There's no other venue in London quite as adept at reinventing classic texts like the Young Vic. From A Streetcar Named Desire and A View From a Bridge to The Cherry Orchard and The Trial, the Southbank venue consistently produces some of the finest drama in a thoroughly original and contemporary new light.
Simon Stone's adaptation of Lorca's 1934 play Yerma is no exception. Consistently bracing, urgent and ultimately tragic this is a modern spin on a well-worn text that redefines this play and forces you to consider it as a piece of brand new writing. Billed as 'after Lorca', this is more than just a modern adaptation, instead of just changing the context to London of 2016 Stone has instead crafted a whole new structure, characters and dialogue that feast off the very bones of piece and 'liberate' it almost beyond recognition.
Billie Piper plays 'Her', a 33-year-old successful lifestyle editor and influencer living in London with her often absent Aussie husband who clash about their guiding principles – whilst her overwhelming desire is to have a baby, his is to travel the world and make money. As they agree to both focus on the former, their circumstances shift uncontrollably, leading to challenges in conception that grows into obsession and monomania.
Whilst Lorca's rural original discusses nature and social conventions, Stone places his central character in the heart of the urban jungle, with every tool from Uber to Deliveroo at her disposal. The social conventions are challenged by both her mother and sister, turning it on its head so that the pressure to conceive never comes from an outward source, instead it mounts and consumes from within, despite the maternal apathy shown from within her own upbringing. One significant development that comes from the contemporary setting is Her's role as an online presence as the 'community' becomes a virtual one that aren't so much judging or pitying her lack of child but encouraging and facilitating her more macabre thoughts in order to boost her following – a dark underbelly that constantly simmers just below the surface and extends Lorca's text into a truly modern field.
Stone, who also directs, places the action in a Perspex box (designed by Lizzie Clachan) adding an intermediary lens and placing Her and her family under constant scrutiny. It's expertly delivered by an impressive technical team who keep each scene under control and we watch on as voyeurs in what becomes an increasingly suffocating environment. Scene changes are accompanied by an energetic and pounding score by Stefan Gregory which in the complete darkness has the ability to play with your senses and feel not only the passage of time but also the mounting frustration that builds throughout the snap-shot scenes.
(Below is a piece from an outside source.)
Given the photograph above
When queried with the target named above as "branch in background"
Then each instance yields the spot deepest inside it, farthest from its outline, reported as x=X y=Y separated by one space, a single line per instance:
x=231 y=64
That level of dissonance is matched in Piper's tour-de-force central performance that's both transformative and earth-shatteringly compelling to watch. What started out plummy and over-entitled reduced me to audible gasps as I found myself completely gutted by her obsessive honesty and frightened by her possession. In every way a modern woman she differs from Lorca's Yerma whose whole reason of being is to provide a child – instead Piper allows this discussion to reflect outwards rather than in projecting modern sensibilities and expectations directly back at you whatever your sex. What follows is a discussion on pressures of all areas of successful modern life, and as her life descends into failed rounds of IVF, her marriage collapses and the online world show their true colours Stone hits his audience with everything he's got, turning up the volume, blinding the perspective and literally opening the heavens.
With fantastic support from Brendan Cowell as her defeated husband John as well as a suitably indifferent Maureen Beattie as her mother Helen, this is finely acted and carefully judged set of performances. It's arresting, merciless and deeply unsettling -- another triumph for The Young Vic's commitment to reinventing classic work with a contemporary voice and utterly unmissable.